A Pacific Aerospace Corporation 750XL, the first passenger-carrying aircraft designed and built in New Zealand, has crashed at sea while being delivered to its American buyer. Early reports said the plane may have experienced mechanical problems.
The pilot, Kelvin Stark, 58, of Tauranga, died in the controlled crash, which was observed by an airborne US Coast Guard crew that had guided him through the emergency landing.
Mr Stark was delivering the aircraft, one of the first sold by Hamilton-based Pacific Aerospace Corporation (PAC), to Utility Aircraft Corporation, a Woodland, California-based company that converts planes for skydiving and acts as PAC's distributor in the Americas.
According to wire reports, the crash took place about 310 miles (496 km) from land at Monterey, California, when Mr Stark was forced to attempt an emergency water landing because he had run out of fuel.
The attempt took place during daylight, at around 9 am local time, and appeared to go smoothly, according to Coast Guard Lt Geoff Borree, who was part of the rescue team that observed the crash and had been waiting to drop Mr Stark a raft.
His landing "wasn't violent at all," Lt Borree said. "He obviously had some good piloting skills."
But Mr Stark did not emerge and the Coast Guard then called in parajumpers, an Air Force plane and a nearby commercial vessel to assist in a deep sea rescue. The jumpers arrived about three hours later and found Mr Stark in the submerged cockpit of his overturned plane, according to the Associated Press, citing Veronica Bandrowsky, a Coast Guard spokeswoman.
Rough seas made it impossible to immediately retrieve Mr Stark from the plane and Lt Boree said it was not clear whether Mr Stark had been knocked unconscious on impact or become trapped in the plane after the landing, which had caused the aircraft to flip onto its top.
Mr Stark's brother-in-law, Mike Fletcher, told the New Zealand Herald that the plane was either low on fuel or developed a fuel-transfer problem involving one of the fuel tanks inside the plane.
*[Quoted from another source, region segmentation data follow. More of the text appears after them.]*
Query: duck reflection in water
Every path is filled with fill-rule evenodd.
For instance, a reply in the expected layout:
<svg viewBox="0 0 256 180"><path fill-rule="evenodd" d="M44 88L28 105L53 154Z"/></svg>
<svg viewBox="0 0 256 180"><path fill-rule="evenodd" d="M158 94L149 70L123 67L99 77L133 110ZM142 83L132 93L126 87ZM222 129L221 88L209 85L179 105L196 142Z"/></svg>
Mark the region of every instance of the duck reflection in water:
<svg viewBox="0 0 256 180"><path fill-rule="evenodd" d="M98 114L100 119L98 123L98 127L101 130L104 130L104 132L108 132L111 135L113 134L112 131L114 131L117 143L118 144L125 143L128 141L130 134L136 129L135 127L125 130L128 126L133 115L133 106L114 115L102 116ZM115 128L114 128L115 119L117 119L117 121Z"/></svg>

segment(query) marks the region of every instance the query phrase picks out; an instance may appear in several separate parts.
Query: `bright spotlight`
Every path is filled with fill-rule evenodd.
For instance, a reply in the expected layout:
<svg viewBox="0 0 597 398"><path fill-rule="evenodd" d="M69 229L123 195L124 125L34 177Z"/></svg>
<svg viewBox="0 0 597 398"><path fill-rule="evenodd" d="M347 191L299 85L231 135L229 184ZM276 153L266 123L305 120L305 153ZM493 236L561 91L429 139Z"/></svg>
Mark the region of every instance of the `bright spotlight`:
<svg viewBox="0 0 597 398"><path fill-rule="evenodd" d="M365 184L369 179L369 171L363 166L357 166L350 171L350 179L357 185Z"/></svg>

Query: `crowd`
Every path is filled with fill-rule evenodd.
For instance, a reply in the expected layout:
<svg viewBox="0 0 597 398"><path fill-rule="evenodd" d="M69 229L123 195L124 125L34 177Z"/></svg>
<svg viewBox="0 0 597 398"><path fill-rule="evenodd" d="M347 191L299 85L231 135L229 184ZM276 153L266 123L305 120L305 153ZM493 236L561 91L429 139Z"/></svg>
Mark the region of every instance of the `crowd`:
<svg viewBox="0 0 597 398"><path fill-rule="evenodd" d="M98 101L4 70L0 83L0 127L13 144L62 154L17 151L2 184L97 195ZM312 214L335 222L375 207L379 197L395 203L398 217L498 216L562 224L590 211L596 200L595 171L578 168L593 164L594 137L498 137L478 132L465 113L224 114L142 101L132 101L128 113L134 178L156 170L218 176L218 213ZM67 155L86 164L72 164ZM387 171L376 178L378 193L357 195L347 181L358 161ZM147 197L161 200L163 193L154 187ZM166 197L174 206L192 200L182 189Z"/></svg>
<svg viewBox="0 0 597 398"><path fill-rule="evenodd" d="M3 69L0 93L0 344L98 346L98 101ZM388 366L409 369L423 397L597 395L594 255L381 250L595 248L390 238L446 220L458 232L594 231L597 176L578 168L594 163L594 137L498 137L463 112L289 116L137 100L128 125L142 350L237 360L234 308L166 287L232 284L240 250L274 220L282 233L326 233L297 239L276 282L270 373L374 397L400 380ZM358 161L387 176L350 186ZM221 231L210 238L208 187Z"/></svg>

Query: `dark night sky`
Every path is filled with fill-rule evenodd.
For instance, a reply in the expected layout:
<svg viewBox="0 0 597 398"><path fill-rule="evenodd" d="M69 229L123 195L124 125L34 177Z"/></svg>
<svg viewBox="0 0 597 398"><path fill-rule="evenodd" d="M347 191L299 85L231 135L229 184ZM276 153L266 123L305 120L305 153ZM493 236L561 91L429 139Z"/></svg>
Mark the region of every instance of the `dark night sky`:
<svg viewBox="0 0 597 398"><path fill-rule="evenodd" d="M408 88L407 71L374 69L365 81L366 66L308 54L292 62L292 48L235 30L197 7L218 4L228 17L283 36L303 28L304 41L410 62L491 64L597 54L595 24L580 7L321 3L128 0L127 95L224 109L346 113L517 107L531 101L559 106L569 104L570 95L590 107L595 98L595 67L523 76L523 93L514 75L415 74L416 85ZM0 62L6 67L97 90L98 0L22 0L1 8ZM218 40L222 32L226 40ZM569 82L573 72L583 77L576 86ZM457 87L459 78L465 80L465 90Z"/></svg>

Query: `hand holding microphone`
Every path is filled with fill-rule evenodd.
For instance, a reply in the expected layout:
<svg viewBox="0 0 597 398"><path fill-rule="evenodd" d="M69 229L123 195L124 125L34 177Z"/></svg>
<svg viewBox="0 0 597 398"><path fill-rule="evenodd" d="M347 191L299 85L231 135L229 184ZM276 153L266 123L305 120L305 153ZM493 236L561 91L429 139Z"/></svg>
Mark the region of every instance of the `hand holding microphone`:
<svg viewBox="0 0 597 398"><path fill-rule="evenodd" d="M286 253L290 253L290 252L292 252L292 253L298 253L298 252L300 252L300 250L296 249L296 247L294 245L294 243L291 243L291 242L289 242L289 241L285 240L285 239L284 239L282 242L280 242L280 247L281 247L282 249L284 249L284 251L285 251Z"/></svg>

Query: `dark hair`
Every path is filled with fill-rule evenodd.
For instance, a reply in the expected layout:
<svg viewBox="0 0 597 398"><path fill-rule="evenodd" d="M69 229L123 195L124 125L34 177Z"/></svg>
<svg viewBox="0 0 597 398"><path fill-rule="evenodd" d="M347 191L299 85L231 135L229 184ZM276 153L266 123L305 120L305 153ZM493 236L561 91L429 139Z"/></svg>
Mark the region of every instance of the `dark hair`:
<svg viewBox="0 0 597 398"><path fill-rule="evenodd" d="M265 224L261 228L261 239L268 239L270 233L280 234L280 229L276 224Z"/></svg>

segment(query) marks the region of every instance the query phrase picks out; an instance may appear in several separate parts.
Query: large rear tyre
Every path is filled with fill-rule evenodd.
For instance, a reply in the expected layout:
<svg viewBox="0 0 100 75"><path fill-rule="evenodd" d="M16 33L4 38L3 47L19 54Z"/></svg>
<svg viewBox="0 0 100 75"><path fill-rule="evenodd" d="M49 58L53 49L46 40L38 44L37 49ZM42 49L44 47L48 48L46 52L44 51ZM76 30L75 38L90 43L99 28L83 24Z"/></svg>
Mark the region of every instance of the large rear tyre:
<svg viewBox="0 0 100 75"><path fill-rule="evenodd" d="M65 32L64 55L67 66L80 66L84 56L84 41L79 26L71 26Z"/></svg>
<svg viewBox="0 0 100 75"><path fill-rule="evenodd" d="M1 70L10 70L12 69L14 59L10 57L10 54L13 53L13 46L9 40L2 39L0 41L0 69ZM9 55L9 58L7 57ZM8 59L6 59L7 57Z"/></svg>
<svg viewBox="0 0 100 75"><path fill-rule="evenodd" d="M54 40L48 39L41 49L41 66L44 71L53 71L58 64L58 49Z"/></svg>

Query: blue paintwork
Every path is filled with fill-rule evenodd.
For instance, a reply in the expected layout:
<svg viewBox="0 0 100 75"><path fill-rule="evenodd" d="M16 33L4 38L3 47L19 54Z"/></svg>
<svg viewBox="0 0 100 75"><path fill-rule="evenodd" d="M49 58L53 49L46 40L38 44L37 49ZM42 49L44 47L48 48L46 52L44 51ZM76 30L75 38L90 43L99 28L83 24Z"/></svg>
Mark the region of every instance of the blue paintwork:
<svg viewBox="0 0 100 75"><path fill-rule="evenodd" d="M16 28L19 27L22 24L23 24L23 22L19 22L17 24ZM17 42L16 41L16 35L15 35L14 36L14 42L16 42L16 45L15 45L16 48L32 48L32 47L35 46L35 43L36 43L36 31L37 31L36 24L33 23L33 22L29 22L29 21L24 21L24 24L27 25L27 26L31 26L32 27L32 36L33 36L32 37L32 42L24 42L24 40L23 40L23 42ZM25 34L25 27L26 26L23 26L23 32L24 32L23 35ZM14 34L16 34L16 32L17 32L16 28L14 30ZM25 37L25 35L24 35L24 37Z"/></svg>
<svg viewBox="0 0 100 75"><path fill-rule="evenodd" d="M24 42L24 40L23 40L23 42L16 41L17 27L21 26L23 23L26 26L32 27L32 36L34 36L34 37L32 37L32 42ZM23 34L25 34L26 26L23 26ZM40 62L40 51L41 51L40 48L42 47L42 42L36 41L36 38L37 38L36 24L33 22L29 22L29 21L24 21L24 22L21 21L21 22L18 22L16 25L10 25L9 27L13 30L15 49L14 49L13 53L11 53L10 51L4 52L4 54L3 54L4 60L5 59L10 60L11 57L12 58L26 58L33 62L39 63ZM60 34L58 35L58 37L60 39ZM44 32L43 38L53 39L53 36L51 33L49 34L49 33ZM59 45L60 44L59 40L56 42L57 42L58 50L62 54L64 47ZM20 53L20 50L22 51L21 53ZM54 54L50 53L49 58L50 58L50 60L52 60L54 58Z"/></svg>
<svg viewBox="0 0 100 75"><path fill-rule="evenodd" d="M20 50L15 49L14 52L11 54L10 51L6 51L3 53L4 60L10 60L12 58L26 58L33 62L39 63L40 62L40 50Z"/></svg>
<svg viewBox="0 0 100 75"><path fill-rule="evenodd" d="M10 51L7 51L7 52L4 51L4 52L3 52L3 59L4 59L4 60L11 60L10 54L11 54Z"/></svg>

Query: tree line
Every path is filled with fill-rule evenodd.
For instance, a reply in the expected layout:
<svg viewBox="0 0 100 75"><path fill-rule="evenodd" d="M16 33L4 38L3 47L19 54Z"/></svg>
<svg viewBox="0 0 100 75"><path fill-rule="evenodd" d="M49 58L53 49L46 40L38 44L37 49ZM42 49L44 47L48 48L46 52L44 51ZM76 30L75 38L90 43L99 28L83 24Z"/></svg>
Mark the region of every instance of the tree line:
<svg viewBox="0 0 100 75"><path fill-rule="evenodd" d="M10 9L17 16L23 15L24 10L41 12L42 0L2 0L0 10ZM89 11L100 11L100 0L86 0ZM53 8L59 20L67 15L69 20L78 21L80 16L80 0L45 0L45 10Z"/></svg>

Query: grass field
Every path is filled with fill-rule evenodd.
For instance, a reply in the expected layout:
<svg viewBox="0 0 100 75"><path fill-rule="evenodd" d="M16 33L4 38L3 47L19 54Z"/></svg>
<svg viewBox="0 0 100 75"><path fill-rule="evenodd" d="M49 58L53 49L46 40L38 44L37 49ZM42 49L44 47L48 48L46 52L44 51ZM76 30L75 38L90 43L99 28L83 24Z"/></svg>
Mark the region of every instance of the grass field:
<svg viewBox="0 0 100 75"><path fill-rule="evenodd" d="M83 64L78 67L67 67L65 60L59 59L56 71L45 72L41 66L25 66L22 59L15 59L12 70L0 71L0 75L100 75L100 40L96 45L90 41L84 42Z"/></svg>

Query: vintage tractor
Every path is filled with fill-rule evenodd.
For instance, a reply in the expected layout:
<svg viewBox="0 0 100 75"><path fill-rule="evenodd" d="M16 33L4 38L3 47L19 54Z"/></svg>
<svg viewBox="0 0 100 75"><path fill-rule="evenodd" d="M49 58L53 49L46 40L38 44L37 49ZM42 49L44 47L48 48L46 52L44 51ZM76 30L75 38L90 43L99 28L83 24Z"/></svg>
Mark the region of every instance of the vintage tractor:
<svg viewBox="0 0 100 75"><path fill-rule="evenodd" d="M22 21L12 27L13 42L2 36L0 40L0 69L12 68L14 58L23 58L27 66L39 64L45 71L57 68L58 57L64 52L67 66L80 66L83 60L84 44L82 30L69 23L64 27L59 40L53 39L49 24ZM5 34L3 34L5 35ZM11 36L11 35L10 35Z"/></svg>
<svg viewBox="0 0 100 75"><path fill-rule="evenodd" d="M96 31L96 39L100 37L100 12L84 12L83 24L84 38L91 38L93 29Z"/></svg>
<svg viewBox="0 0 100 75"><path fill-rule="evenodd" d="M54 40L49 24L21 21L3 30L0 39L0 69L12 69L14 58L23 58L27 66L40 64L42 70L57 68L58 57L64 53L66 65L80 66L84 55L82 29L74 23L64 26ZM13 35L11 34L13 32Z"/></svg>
The plane should have been carrying enough fuel for 17 hours of flight but Mr Stark reported he was low on fuel after only 11 hours in the air. According to the AP, he had only 45 minutes of fuel left when the Coast Guard team caught up with him at 10,000 feet.
Ray Ferrell, one of Utility Aircraft's owners, told the AP that the loss of the aircraft was disheartening, "but it's no comparison to the loss of Kelvin. He was talented man."
In August, the first plane off the 750XL's Hamilton production line was purchased by Taupo's Great Lake Skydive Center.
PAC says it has firm orders or sales for 18 of the PAC750XL aircraft, which was specially designed for the rapidly growing skydiving market and can carry 17 passengers, but which can also function in a variety of other contexts.
It said before the crash that it had received options for another 260 of the new aircraft.
The company says that in addition to being the first aircraft designed and built in New Zealand, it is also the first new aircraft built in the last 25 years specifically to target the burgeoning adventure parachuting market.
The aircraft can take 17 fully kitted skydivers to 3600 metres in 12 minutes and can cruise at 160 knots for up to five hours with a full passenger load.
In October, Mr Stark flew a prototype of the plane to the United States for testing by the FAA.
That flight took four days and the plane was fitted out with additional fuel tanks for the trip.
The company says the flight took refueling stops at Pago Pago, American Samoa, (a 10.5 hour flight from Hamilton), Christmas Island, part of the Kiribati Group (9.5hr from Pago Pago), Hilo, Hawaii (after 7.5 hrs flying from Christmas Island) and finally reaching Davis Airfield (California) after a mammoth 16 hr flight. Total flight time was 43.5hrs, over four days.
The plane crashed while duplicating the last leg of that run, between Hawaii and Davis Airfield.
The plane is not yet certified by the Federal Aviation Administration, which will join with the National Transportation Safety Board in the investigation into the crash.
The plane and Mr Stark's body are in water judged too deep for recovery.
The doomed single-engine turbo-prop, priced at $US994,000 ($1.7 million NZD), was the third off the PAC production line, according to The San Franscisco Chronicle.